– Тем не менее Черныш у нас останется.

– Это почему еще? – сузила она глаза.

– Хотя бы потому, что я так хочу. – Сделал небольшую паузу и прибавил: – И Гарик так хочет. А мне, извини, в больницу надо, главный звонил, бухгалтерия просит, чтобы отпускные срочно получил. Заодно и поводок Чернышу куплю. Да и намордник ему, наверное, понадобится, будто бы законы такие существуют. Пойду оденусь.

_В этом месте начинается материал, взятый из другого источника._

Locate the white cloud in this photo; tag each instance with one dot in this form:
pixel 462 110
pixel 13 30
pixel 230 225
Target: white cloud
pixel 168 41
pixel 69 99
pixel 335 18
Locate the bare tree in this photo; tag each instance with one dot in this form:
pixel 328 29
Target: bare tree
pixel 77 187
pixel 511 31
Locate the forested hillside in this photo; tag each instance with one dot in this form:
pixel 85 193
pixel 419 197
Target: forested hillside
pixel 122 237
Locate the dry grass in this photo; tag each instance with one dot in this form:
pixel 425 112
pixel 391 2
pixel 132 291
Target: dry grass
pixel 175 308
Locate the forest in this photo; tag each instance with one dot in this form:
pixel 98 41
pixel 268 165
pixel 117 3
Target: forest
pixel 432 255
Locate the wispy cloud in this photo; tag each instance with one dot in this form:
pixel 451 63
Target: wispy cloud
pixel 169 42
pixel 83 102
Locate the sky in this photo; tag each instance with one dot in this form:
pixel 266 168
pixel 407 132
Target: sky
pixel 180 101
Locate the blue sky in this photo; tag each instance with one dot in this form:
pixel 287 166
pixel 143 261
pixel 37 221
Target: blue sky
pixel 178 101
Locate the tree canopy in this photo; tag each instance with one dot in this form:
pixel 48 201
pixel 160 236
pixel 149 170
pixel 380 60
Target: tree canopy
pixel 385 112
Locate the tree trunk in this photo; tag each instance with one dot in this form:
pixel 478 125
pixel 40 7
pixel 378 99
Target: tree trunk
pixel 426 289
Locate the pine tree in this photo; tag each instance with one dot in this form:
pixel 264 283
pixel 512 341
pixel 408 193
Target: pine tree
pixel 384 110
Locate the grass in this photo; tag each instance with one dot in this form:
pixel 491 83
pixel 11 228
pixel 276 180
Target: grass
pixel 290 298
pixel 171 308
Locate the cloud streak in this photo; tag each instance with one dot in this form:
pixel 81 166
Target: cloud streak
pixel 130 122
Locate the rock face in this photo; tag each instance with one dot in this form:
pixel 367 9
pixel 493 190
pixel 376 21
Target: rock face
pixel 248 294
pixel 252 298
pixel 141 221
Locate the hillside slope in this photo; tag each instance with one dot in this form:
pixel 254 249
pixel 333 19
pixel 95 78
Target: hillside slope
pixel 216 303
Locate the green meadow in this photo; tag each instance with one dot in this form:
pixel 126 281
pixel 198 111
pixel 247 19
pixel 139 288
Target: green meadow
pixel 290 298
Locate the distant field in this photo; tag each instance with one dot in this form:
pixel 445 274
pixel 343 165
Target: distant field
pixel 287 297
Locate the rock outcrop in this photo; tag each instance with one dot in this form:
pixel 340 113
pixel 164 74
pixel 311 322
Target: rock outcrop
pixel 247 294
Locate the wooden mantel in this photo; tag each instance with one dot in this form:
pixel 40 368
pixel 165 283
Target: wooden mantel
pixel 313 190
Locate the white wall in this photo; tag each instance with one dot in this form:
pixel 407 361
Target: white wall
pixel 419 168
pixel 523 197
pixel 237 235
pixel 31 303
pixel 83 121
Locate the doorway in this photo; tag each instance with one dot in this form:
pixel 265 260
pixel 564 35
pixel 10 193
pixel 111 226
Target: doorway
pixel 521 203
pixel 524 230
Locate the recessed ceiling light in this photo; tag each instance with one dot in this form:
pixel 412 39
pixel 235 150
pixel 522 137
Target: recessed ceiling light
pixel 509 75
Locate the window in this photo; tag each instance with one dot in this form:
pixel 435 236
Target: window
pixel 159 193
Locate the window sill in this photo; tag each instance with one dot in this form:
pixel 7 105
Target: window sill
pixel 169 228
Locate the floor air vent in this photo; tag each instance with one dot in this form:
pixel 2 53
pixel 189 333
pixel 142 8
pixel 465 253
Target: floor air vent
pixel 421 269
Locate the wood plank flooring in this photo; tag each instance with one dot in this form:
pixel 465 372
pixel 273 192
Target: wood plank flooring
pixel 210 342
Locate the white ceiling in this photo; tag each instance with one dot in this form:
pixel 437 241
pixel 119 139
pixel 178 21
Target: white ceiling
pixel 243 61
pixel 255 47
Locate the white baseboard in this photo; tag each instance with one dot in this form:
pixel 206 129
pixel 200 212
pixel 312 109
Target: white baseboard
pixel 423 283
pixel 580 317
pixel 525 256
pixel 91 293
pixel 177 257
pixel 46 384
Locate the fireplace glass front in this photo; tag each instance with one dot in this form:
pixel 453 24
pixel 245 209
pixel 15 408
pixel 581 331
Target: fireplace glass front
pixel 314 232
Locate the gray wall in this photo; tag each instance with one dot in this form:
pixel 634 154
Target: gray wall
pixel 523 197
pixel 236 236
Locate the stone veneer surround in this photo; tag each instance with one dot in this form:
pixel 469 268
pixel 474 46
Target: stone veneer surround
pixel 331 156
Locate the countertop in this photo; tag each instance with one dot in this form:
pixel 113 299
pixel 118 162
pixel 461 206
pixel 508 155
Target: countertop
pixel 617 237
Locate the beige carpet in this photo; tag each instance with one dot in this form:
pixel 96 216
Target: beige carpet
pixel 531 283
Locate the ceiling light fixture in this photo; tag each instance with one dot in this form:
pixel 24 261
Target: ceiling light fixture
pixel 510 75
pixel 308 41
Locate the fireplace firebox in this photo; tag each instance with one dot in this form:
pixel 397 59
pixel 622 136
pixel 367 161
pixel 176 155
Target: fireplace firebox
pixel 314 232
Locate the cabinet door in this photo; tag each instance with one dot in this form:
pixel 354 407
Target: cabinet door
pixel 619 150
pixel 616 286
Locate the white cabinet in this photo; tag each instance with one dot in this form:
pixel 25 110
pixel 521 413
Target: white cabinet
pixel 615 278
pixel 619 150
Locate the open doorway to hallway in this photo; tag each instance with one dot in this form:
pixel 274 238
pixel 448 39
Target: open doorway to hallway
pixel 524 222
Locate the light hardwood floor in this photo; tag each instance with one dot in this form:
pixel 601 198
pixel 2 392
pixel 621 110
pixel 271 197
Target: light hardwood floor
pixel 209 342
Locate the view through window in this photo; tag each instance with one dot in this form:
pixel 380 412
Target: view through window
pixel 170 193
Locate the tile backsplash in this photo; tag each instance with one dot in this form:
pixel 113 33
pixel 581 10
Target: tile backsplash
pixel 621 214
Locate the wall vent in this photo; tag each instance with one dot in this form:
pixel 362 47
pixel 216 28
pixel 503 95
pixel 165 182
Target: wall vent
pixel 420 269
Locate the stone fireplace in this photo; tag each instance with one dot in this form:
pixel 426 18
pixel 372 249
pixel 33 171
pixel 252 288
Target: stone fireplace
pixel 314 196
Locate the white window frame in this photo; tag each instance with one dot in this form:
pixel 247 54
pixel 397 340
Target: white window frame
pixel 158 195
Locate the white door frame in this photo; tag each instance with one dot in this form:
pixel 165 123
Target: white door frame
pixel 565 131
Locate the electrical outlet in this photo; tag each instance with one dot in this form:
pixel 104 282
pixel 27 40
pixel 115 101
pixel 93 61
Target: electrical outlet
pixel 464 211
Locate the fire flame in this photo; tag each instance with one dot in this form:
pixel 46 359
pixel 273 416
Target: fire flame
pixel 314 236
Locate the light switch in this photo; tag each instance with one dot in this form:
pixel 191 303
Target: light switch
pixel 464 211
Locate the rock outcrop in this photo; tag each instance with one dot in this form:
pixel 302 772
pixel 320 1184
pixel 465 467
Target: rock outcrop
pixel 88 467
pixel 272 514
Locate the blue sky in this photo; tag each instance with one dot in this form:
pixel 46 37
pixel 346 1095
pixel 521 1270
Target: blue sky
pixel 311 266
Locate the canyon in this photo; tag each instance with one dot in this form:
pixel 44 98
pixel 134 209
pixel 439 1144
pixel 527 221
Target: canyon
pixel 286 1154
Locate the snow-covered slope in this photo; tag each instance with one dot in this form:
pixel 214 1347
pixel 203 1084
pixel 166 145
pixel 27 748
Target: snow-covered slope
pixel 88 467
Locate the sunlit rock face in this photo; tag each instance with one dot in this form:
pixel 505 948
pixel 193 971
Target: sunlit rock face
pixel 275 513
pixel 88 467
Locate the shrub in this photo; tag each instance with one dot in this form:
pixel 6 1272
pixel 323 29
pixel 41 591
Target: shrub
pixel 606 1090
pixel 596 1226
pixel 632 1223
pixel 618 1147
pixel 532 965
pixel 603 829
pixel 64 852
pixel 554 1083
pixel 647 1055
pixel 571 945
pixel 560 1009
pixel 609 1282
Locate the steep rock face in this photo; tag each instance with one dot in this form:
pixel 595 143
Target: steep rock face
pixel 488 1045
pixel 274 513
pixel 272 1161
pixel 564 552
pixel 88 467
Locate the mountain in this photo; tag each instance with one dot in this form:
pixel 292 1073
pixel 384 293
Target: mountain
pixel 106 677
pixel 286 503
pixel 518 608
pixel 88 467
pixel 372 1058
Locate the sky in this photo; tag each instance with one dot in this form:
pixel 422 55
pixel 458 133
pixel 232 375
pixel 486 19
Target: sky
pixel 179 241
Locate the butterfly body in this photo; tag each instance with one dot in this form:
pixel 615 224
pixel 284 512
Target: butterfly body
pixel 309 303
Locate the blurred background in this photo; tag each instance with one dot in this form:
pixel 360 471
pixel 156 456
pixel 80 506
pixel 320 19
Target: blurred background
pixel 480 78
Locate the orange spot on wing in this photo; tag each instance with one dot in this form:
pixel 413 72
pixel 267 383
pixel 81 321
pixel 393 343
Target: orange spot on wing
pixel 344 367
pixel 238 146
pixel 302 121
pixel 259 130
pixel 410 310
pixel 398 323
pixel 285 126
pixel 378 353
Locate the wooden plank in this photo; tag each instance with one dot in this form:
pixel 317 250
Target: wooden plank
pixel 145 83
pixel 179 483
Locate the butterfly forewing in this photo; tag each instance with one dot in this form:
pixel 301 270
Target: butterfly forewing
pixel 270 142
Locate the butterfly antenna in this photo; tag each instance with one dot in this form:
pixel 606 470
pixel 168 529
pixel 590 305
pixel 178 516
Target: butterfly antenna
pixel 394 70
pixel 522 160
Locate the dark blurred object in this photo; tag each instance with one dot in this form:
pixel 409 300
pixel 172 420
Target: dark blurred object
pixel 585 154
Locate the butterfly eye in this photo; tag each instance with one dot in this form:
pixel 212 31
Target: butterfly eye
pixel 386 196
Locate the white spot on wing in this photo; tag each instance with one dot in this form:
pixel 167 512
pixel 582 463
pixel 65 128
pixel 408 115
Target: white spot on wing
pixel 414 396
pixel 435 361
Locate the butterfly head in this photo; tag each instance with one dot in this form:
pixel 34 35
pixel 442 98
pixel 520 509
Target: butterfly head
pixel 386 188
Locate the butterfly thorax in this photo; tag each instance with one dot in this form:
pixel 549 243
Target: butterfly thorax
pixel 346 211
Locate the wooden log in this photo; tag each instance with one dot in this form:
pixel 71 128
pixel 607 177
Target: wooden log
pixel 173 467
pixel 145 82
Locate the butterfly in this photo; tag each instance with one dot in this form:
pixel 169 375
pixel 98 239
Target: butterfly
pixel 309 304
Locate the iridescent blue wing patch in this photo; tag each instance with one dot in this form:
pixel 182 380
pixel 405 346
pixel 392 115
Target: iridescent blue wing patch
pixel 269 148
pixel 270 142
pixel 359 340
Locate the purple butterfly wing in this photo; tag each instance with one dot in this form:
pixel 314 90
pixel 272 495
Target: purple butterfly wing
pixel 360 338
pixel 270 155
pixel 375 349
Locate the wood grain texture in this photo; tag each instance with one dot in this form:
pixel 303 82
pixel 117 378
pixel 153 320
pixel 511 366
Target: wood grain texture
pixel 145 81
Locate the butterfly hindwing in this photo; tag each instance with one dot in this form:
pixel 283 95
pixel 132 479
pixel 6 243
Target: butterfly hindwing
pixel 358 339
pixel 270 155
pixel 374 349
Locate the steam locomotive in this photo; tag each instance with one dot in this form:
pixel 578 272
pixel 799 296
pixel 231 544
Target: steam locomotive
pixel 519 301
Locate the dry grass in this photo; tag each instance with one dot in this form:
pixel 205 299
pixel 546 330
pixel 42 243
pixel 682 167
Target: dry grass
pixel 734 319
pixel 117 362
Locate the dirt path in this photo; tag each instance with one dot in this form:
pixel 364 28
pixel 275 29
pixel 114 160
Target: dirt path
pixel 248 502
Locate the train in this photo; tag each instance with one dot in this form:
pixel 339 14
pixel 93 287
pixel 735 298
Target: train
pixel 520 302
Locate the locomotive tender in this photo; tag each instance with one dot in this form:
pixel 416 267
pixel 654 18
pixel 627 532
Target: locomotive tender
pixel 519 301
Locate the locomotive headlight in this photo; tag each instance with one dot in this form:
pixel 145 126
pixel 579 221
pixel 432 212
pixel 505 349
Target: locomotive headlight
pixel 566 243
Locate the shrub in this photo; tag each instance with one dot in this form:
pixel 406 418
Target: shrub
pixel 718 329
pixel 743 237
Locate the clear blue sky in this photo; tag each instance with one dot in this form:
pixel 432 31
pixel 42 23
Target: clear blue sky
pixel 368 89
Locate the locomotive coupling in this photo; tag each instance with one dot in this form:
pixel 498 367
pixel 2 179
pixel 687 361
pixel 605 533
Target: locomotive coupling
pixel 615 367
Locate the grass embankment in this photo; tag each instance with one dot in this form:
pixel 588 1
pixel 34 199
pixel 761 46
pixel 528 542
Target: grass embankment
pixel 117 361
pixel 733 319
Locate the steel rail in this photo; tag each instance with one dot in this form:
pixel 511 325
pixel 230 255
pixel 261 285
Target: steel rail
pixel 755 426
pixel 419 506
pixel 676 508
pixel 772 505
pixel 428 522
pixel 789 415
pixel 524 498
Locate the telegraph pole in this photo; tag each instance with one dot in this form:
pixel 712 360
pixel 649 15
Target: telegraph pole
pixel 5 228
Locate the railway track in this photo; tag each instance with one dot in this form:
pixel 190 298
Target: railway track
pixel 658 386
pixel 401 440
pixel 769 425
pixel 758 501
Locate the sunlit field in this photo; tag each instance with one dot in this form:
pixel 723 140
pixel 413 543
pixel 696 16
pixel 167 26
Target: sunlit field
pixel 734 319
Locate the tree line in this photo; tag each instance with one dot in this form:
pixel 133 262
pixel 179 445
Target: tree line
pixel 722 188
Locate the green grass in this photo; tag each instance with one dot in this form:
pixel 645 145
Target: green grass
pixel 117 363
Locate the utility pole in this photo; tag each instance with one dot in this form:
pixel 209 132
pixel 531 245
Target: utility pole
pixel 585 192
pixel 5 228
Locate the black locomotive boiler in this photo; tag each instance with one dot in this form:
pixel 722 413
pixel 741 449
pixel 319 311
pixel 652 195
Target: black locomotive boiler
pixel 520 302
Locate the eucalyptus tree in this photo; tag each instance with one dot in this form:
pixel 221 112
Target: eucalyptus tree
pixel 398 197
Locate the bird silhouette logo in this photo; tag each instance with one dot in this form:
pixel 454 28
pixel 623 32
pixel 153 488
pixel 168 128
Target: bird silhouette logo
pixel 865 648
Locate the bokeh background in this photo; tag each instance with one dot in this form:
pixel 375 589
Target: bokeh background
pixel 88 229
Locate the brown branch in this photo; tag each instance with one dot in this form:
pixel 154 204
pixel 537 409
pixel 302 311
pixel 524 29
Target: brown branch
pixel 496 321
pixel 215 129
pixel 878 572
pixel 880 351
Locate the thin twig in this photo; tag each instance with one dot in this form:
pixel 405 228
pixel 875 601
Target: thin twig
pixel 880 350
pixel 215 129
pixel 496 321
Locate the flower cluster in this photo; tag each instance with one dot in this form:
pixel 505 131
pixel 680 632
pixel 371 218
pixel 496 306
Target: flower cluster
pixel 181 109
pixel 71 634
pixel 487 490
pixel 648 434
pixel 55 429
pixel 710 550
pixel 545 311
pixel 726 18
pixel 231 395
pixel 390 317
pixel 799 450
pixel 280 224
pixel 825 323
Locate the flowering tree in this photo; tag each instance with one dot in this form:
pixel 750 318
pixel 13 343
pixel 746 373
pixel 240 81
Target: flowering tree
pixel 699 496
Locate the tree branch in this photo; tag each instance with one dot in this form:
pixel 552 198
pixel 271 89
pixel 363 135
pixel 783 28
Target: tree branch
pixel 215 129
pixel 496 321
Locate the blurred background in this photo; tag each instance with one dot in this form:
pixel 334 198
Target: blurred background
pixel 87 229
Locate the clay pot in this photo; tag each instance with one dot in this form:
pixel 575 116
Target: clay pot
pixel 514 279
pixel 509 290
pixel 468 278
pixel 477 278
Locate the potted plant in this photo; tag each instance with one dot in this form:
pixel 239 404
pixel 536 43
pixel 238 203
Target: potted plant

Никто не произнес ни звука. Даже Гарик не выказал радости, что от пса, кажется, не избавятся. Конечно же понимали: за этой краткой перепалкой таится нечто большее, нежели выбор псиной судьбы. Не глядя ни на кого, Гурский прошагал в спальню, облачиться решил «по-отпускному», надел синюю тенниску и джинсы, на ноги кроссовки, хлопнул, уходя, Черныша по загривку:

– Давай со мной, на примерку.

Пес, точно этого только и ждал, с готовностью последовал за ним. С Галой взглядом так больше и не встретился, но что неотрывно смотрит и какими глазами на него она смотрит, чувствовал Гурский каждой клеточкой незащищенной кожи. В машине сказал пристроившемуся рядом Чернышу:

– С чего бы это вдруг Фумичок с утра пораньше трезвонить начал, чтобы я отпускные получил? Что это им так приспичило, какая ведомость? Не знаешь? Вот и я не знаю. Только не нравится мне все это. Вообще все не нравится. Все, чего ни коснись. Плохо все, Черныш. Плохо…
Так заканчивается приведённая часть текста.